June 16, 2009 | Jobs Picture preview
Highest unemployment rate since 1983
by Heidi Shierholz and Lawrence Mishel
Listen to a June 30 press conference call briefing for journalists, in which Mishel and Shierholz previewed the forthcoming BLS jobs report for June 2009 (scheduled for release on Thursday, July 2).
[listen/stream] [download MP3] [38 min.; 35 MB]
This recession has become the longest and deepest economic downturn since the Great Depression. We now have data covering 17 months of the recession. In order to see how this recession stacks up against previous post-war recessions, we compare labor market indicators at the start of recessions to their values 16 months later. This document will be updated on July 10 to reflect new June data.
While the current unemployment rate — 9.4% in May — is not at an historical high, it has increased much more rapidly during this recession than in other post-war recessions.
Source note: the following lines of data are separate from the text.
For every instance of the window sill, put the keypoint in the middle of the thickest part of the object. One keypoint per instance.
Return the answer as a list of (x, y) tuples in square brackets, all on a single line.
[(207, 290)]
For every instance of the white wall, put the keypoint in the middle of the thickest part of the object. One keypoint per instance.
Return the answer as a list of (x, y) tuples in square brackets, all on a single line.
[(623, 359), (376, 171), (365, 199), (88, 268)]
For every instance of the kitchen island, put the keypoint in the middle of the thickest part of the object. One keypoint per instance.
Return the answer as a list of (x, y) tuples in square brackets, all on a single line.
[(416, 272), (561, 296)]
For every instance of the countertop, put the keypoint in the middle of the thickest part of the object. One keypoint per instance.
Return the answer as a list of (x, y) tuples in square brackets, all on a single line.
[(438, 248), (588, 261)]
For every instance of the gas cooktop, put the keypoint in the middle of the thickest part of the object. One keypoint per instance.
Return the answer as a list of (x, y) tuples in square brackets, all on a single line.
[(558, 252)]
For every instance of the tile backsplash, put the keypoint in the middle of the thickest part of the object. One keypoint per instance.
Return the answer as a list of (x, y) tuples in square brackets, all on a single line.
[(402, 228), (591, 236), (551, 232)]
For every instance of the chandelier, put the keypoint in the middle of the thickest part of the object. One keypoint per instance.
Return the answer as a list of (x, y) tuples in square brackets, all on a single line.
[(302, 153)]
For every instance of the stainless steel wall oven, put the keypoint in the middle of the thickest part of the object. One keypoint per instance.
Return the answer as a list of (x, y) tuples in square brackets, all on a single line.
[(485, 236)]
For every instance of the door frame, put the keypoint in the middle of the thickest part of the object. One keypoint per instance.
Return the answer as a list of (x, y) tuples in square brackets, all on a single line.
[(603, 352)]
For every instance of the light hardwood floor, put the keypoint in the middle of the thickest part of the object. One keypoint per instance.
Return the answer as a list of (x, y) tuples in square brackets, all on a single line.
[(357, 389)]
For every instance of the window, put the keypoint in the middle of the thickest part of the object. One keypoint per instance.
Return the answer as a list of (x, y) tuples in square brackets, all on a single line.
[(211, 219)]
Table 1 shows the unemployment rate at the start of each recession over the last 50 years along with the unemployment rate 17 months later. The unemployment rate increased 4.5 percentage points in the first 17 months of the current recession, a far steeper increase than any of the previous recessions. In particular, during the first seventeen months of the deep recession of 1981/1982, the unemployment rate increased only 3.6 percentage points. In other words, while the unemployment rate was higher during the early 1980s than it is today, it was also much higher going into the recession. U.S. workers in the early 1980s saw a smaller increase in unemployment than what workers are experiencing today. Figure A shows this graphically; the unemployment rate at the onset of the current recession was at a lower level lower than both the 1981 and 1990 recessions. But it has increased much more dramatically.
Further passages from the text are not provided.